En application des dispositions précitées de l’article L. 511-1 du code de justice administrative, il y a lieu d’enjoindre au préfet des Hauts-de-Seine de réexaminer la situation de M. A... dans un délai de deux mois à compter de la notification de la présente ordonnance et de lui délivrer, dans un délai de cinq jours à compter de cette notification, une autorisation provisoire de séjour l’autorisant à travailler valable jusqu’à ce qu’il soit statué sur la requête au fond ou jusqu’à l’adoption d’une nouvelle décision sur son droit au séjour. A ce stade, il n’y a pas lieu d’assortir ces injonctions d’une astreinte.

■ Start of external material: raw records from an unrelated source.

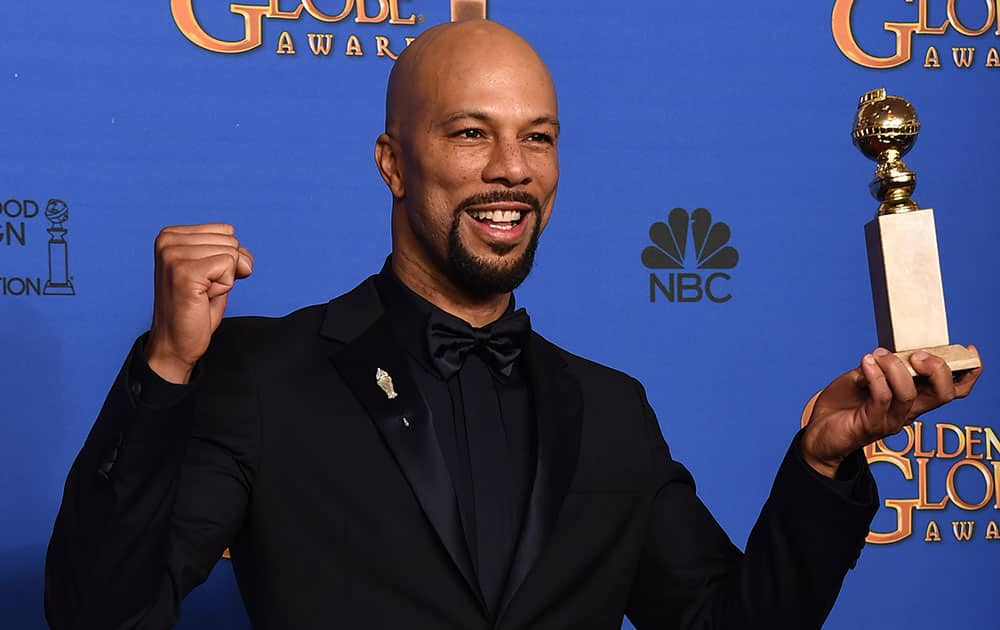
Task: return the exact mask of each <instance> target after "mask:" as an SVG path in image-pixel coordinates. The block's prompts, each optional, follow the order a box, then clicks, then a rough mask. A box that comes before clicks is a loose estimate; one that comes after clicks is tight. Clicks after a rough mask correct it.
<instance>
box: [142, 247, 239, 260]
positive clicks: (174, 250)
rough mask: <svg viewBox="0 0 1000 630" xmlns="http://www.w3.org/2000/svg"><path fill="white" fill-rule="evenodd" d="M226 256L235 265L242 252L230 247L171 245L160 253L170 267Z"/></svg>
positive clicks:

Sur les frais liés à l’instance :

Il y a lieu, dans les circonstances de l’espèce, de mettre à la charge de l’Etat, partie perdante dans la présente instance, une somme de 1 200 euros à verser à M. A... en application de l’article L. 761-1 du code de justice administrative.


O R D O N N E :


L’exécution de la décision du 9 mai 2025 par laquelle le préfet des Hauts-de-Seine a clôturé la demande de M. A..., constituant un refus de renouvellement de son titre de séjour, est suspendue.
Il est enjoint au préfet des Hauts-de-Seine de réexaminer la situation de M. A..., dans un délai de deux mois à compter de la notification de la présente ordonnance et de lui délivrer, dans un délai de cinq jours à compter de cette notification, une autorisation provisoire de séjour l’autorisant à travailler valable jusqu’à ce qu’il soit statué sur la requête au fond ou jusqu’à l’adoption d’une nouvelle décision sur son droit au séjour.
L’Etat versera à M. A... une somme de 1 200 euros sur le fondement de l’article L. 761-1 du code de justice administrative.
Le surplus des conclusions de la requête est rejeté.
La présente ordonnance sera notifiée à M. B... A... et au ministre de l’intérieur.
Copie en sera adressée au préfet des Hauts-de-Seine.

Fait à Cergy, le 16 octobre 2025.

La juge des référés

Signé

L. Moinecourt

La République mande et ordonne au ministre de l’intérieur en ce qui le concerne ou à tous commissaires de justice à ce requis en ce qui concerne les voies de droit commun contre les parties privées, de pourvoir à l’exécution de la présente décision.